Embodiments of Search as Web Service
 Some exemplary applications may comprise: (1) Generalized supervised search engine (i.e., a Google-like search engine for searching for anything in anything); (2) Generalized unsupervised search engine (i.e., a Facebook/Linkedin social networking/link analysis engine for everything) and/or (3) Generalized object editing.
 One embodiment of a suitable web service process may proceed as follows:
 1) From a Web-based client, the following processing may occur:
 Ingest Data
 Process Data based on input requests
 Supervised Search
 Output Results based on input requests
 TOC SERP
 KIT SERP
 Search SERP
 2) From a RESTFul client, the following processing may occur:
 Ingest Data
 Process Data based on input requests
 Supervised Search
 Output Results based on input requests
 TOC SERP
 KIT SERP
 Search SERP
 What has been described above includes examples of the subject innovation. It is, of course, not possible to describe every conceivable combination of components or methodologies for purposes of describing the claimed subject matter, but one of ordinary skill in the art may recognize that many further combinations and permutations of the subject innovation are possible. Accordingly, the claimed subject matter is intended to embrace all such alterations, modifications, and variations that fall within the spirit and scope of the appended claims.

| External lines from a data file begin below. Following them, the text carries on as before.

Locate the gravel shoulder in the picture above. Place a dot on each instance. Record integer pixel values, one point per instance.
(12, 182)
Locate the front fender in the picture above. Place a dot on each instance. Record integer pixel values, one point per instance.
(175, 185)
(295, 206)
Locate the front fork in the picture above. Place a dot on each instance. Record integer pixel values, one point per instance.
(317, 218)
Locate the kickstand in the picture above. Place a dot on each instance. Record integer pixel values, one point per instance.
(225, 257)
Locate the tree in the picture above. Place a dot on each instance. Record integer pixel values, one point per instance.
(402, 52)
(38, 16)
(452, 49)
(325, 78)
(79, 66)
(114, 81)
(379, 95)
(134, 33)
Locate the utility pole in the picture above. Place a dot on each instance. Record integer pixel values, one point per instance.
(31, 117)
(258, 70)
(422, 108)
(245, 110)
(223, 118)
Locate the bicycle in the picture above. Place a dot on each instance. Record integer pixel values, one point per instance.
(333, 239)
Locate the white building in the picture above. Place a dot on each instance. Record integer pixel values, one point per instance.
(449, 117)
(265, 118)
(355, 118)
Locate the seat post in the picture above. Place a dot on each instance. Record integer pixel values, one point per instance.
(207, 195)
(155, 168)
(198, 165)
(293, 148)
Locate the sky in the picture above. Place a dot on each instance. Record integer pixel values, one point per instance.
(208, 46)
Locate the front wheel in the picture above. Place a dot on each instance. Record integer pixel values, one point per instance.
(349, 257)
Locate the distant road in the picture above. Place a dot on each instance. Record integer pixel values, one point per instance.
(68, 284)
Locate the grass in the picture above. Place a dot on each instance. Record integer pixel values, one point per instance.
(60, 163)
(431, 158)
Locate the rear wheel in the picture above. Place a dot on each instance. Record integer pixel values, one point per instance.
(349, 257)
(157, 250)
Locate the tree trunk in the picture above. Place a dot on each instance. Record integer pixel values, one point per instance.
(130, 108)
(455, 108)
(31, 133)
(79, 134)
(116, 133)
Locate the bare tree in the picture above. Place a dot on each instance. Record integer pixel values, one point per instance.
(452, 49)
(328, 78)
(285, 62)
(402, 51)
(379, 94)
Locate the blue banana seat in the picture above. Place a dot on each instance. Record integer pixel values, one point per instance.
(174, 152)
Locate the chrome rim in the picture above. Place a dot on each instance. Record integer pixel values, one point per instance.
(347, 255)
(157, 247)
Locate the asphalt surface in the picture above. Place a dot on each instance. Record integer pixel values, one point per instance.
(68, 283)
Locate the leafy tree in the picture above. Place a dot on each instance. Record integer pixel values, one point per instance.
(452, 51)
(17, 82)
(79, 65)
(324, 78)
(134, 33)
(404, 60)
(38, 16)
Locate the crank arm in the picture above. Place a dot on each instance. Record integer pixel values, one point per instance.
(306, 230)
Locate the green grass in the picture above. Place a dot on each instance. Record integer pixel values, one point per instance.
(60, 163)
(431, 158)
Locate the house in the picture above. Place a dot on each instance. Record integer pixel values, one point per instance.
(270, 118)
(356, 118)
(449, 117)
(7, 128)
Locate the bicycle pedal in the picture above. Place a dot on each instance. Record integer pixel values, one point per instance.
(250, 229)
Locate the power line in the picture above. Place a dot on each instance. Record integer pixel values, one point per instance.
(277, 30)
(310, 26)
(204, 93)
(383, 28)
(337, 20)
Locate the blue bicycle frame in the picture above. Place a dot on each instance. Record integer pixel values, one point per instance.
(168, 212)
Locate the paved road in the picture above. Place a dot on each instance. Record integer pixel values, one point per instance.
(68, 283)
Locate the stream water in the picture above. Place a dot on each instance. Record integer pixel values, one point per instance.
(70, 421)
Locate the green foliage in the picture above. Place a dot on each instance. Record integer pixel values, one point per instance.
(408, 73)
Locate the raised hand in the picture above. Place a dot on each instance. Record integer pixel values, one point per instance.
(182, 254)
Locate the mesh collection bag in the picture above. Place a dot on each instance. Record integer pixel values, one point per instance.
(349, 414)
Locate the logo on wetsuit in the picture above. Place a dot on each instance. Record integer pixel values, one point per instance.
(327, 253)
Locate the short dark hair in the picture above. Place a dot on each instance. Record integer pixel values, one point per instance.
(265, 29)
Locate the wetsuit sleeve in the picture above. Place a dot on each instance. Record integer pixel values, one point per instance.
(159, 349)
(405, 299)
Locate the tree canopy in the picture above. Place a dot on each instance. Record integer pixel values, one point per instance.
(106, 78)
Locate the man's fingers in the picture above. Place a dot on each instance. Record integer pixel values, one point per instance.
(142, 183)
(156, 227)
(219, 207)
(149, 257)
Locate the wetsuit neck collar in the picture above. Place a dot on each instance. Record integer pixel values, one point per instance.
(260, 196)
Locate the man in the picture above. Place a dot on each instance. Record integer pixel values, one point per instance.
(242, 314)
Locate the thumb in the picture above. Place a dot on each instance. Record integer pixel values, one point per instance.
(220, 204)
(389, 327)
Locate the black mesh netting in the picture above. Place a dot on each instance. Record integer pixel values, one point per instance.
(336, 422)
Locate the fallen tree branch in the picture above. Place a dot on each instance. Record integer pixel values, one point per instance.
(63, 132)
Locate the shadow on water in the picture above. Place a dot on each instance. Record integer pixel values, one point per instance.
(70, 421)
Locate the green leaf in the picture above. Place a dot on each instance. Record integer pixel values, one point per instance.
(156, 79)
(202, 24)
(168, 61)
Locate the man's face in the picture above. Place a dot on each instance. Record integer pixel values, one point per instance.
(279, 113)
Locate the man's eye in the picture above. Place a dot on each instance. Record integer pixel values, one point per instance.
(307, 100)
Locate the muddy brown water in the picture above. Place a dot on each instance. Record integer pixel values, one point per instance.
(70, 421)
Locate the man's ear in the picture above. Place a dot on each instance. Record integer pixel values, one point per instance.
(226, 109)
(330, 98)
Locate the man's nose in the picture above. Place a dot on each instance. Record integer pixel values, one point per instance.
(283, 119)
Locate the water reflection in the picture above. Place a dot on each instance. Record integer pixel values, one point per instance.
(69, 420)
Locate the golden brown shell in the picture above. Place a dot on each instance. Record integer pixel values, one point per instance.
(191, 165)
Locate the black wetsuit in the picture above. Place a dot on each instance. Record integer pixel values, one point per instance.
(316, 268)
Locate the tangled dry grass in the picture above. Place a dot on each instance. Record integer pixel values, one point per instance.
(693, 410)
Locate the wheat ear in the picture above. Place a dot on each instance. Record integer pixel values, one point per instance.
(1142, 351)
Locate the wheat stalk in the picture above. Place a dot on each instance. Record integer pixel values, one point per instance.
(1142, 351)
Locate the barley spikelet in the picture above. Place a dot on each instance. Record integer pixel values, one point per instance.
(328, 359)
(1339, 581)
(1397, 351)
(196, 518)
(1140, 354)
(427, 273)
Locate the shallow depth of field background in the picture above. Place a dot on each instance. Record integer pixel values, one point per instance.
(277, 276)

 In particular and in regard to the various functions performed by the above described components, devices, circuits, systems and the like, the terms (including a reference to a "means") used to describe such components are intended to correspond, unless otherwise indicated, to any component which performs the specified function of the described component (e.g., a functional equivalent), even though not structurally equivalent to the disclosed structure, which performs the function in the herein illustrated exemplary aspects of the claimed subject matter. In this regard, it will also be recognized that the innovation includes a system as well as a computer-readable medium having computer-executable instructions for performing the acts and/or events of the various methods of the claimed subject matter.
 In addition, while a particular feature of the subject innovation may have been disclosed with respect to only one of several implementations, such feature may be combined with one or more other features of the other implementations as may be desired and advantageous for any given or particular application. Furthermore, to the extent that the terms "includes," and "including" and variants thereof are used in either the detailed description or the claims, these terms are intended to be inclusive in a manner similar to the term "comprising."